Syria will hold presidential elections that are expected to return President Bashar al-Assad to office on June 3, the country's parliamentary speaker has said.
The first presidential election - after constitutional amendments did away with the old referendum system - will be held amid a civil war that has killed more than 150,000 people, with rebels holding large chunks of territory.
"Elections for the president of the Syrian Arab Republic for Syrians resident in the country will be held on June 3 from 7:00am to 7:00pm," AFP news agency reported quoting Mohammad al-Lahham during a special session of parliament on Monday.
In-depth coverage of escalating violence across Syria
Voting for Syrians living outside the country will take place on May 28, Lahham said, adding that candidates for the presidency could register to run from Tuesday until May 1.
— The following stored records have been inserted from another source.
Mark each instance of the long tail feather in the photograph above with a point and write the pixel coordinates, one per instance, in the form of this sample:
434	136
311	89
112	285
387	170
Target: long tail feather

Assad, whose term ends on July 17, is widely expected to run and win another seven-year term in office despite the conflict.
New election rules require candidates to have lived in Syria for the last decade, effectively preventing prominent opposition figures in exile from standing for office.
More than 150,000 people have been killed in the fighting in Syria since March 2011, according to the UK-based monitoring group Syrian Observatory for Human Rights.
The conflict, which began with peaceful protests against Assad's government, has also displaced nearly half of Syria's population inside and outside the country.
The government has not laid out how it plans to hold elections under the circumstances.
Earlier on Monday, activists reported five killed by barrel bombing in Aleppo's al-Sakhour district.
Syrian state media reported five deaths from a mortar shells near the parliament building in Damascus.